Giter Site home page Giter Site logo

sysrena / juliusjs Goto Github PK

View Code? Open in Web Editor NEW

This project forked from zzmp/juliusjs

0.0 2.0 0.0 2.11 MB

A speech recognition library for the web

Home Page: https://zzmp.github.io/juliusjs

License: Other

Perl 0.20% JavaScript 92.86% Shell 0.23% HTML 0.04% C 6.68%

juliusjs's Introduction

JuliusJS

A speech recognition library for the web

Try the live demo.

JuliusJS is an opinionated port of Julius to JavaScript.
It actively listens to the user to transcribe what they are saying through a callback.

// bootstrap JuliusJS
var julius = new Julius();

julius.onrecognition = function(sentence) {
    console.log(sentence);
};

// say "Hello, world!"
// console logs: `> HELLO WORLD`
Features:
  • Real-time transcription
  • Use the provided grammar, or write your own
  • 100% JavaScript implementation
  • All recognition is done in-browser through a Worker
  • Familiar event-inspired API
  • No external server calls

Quickstart

Using Express 4.0
  1. Grab the latest version with bower
  • bower install juliusjs --save
  1. Include julius.js in your html
  • <script src="julius.js"></script>
  1. Make the scripts available to the client through your server
var express = require('express'),
    app     = express();

app.use(express.static('path/to/dist'));
  1. In your main script, bootstrap JuliusJS and register an event listener for recognition events
// bootstrap JuliusJS
var julius = new Julius();

// register listener
julius.onrecognition = function(sentence, score) {
    // ...
    console.log(sentence);
};
  • Your site now has real-time speech recognition baked in!

Configure your own recognition grammar

In order for JuliusJS to use it, your grammar must follow the Julius grammar specification. The site includes a tutorial on writing grammars.
By default, phonemes are defined in voxforge/hmmdefs, though you might find other sites more useful as reference.
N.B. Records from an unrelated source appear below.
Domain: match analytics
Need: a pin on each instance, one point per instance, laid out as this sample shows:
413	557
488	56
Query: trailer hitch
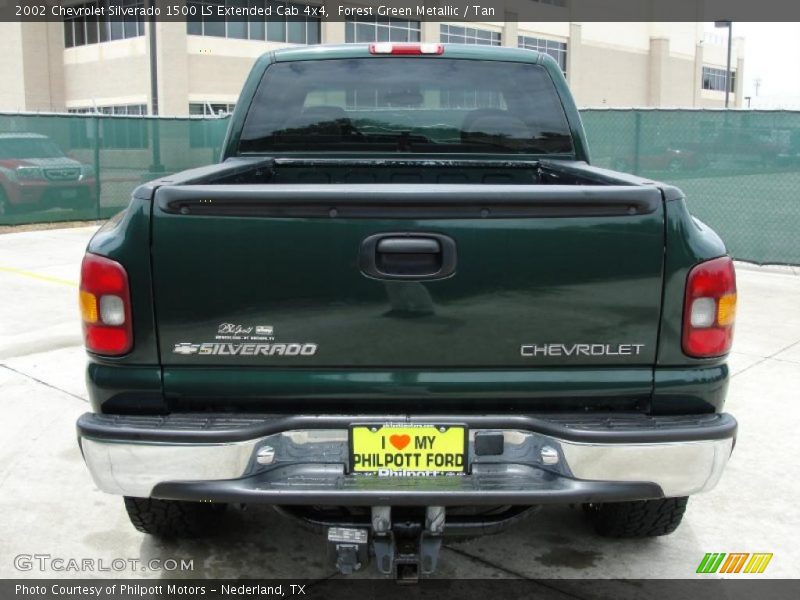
405	550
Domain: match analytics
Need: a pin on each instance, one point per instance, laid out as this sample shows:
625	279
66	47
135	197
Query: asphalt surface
50	506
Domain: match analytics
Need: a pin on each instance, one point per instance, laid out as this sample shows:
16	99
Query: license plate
388	450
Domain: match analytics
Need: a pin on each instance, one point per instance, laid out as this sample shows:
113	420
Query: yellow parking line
32	275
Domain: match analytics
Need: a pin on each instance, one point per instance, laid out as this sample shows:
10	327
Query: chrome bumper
543	460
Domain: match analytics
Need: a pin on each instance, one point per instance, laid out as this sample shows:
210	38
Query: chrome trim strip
135	468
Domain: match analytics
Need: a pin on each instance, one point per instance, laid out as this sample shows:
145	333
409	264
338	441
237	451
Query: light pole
729	25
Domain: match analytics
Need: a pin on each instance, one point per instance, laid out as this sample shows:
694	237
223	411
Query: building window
209	132
211	109
370	29
714	79
558	50
81	31
272	29
455	34
114	133
137	110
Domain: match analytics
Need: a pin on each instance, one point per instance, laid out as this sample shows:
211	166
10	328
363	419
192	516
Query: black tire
172	518
642	518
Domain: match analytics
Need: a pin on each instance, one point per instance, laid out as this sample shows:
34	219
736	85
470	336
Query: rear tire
172	518
642	518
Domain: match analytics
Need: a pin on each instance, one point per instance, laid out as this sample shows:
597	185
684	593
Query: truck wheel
172	518
642	518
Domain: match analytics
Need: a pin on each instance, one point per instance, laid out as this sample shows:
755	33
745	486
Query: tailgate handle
409	246
408	256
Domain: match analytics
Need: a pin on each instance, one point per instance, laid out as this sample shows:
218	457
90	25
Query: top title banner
418	10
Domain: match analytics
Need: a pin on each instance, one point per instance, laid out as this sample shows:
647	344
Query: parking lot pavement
50	505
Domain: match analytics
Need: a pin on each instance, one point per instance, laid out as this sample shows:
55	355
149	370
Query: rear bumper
213	458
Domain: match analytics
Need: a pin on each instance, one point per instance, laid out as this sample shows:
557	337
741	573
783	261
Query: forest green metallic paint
573	280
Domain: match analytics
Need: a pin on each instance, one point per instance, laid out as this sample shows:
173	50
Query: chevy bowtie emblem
185	348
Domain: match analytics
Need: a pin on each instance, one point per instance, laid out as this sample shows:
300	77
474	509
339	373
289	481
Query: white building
180	68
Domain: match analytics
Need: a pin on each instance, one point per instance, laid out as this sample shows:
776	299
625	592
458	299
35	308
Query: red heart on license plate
400	441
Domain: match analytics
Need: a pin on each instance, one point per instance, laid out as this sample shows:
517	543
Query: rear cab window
406	105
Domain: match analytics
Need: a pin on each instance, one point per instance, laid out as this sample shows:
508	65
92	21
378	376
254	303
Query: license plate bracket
389	449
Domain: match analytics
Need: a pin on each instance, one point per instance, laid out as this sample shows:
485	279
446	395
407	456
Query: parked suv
35	173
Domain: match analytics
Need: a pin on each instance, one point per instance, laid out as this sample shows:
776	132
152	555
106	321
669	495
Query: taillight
405	49
105	306
710	308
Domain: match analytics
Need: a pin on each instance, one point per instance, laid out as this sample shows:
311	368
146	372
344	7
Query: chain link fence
740	170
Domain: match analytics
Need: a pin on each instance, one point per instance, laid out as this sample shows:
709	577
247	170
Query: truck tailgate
322	277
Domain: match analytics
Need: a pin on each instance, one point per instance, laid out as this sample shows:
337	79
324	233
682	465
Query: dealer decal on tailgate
408	450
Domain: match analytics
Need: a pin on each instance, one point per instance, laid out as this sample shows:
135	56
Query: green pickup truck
405	306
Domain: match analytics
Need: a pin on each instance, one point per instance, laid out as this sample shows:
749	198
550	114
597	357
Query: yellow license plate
424	450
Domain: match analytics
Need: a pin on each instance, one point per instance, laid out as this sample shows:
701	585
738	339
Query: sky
772	55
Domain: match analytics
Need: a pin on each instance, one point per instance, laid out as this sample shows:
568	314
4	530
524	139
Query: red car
35	173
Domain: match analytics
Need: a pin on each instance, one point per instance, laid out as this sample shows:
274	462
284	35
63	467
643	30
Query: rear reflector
105	306
405	49
709	309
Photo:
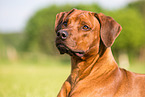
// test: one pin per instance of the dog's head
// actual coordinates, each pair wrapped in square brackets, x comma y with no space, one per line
[79,32]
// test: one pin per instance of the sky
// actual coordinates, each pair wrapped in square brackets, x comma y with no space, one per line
[14,14]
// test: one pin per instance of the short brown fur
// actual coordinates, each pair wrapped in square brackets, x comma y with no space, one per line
[94,72]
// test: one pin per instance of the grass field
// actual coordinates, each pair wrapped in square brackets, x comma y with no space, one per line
[31,80]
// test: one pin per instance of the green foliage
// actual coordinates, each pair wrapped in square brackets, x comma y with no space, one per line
[40,35]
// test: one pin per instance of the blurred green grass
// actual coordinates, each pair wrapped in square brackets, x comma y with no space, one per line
[31,80]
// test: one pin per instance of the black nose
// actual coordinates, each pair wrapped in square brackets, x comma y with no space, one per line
[62,34]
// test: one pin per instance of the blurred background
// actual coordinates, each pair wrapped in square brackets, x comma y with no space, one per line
[31,66]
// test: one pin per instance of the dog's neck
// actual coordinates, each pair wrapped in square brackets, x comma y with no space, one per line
[82,68]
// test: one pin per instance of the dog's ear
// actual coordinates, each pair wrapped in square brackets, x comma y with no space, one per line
[109,30]
[58,20]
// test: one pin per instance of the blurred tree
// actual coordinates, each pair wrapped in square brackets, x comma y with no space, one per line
[40,35]
[131,38]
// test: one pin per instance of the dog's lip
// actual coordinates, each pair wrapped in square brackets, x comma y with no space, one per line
[79,53]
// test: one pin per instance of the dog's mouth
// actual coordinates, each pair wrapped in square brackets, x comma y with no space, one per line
[64,49]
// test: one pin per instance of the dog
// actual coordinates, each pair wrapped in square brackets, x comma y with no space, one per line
[87,37]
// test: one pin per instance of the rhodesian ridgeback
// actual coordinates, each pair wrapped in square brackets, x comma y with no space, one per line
[87,37]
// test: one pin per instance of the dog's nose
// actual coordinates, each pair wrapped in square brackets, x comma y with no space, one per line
[62,34]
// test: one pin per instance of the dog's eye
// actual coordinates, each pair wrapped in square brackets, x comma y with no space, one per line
[85,27]
[65,23]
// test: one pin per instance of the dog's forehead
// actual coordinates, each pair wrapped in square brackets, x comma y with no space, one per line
[77,14]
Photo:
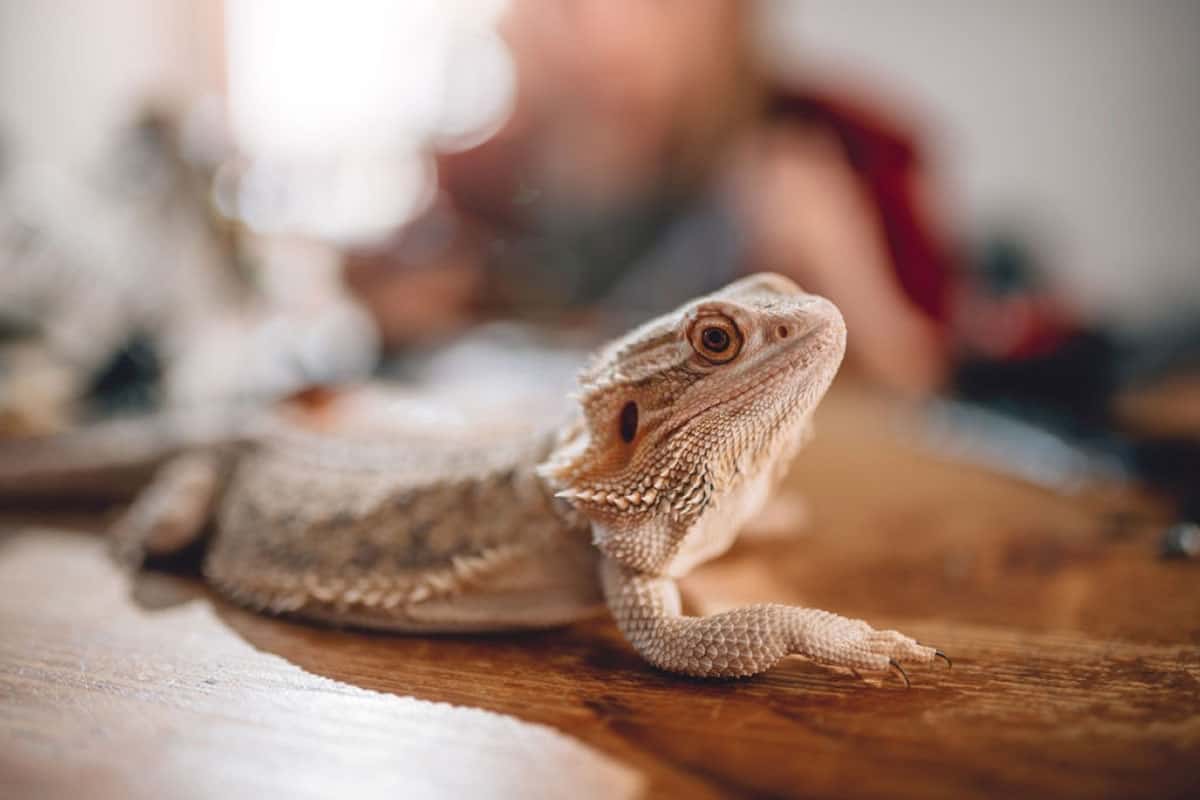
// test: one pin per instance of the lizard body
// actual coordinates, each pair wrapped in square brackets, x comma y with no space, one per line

  • Building your own grammar requires the mkdfa.pl script and associated binaries, distributed with Julius.
  • On Mac OS X
    • Use ./bin/mkdfa.pl, included with this repo
  • On other OS
    • Run emscripten.sh to populate bin with the necessary files
  1. Write a yourGrammar.voca file with words to be recognized
  • The .voca file defines "word candidates" and their pronunciations.
  1. Write a yourGrammar.grammar file with phrases composed of those words
  • The .grammar file defines "category-level syntax, i.e. allowed connection of words by their category name."
  1. Compile the grammar using ./bin/mkdfa.pl yourGrammar
  • The .voca and .grammar must be prefixed with the same name
  • This will generate yourGrammar.dfa and yourGrammar.dict
  1. Give the new .dfa and .dict files to the Julius constructor
// when bootstrapping JuliusJS
var julius = new Julius('path/to/dfa', 'path/to/dict');

Advanced Use

Configuring the engine

The Julius constructor takes three arguments which can be used to tune the engine:

new Julius('path/to/dfa', 'path/to/dict', options)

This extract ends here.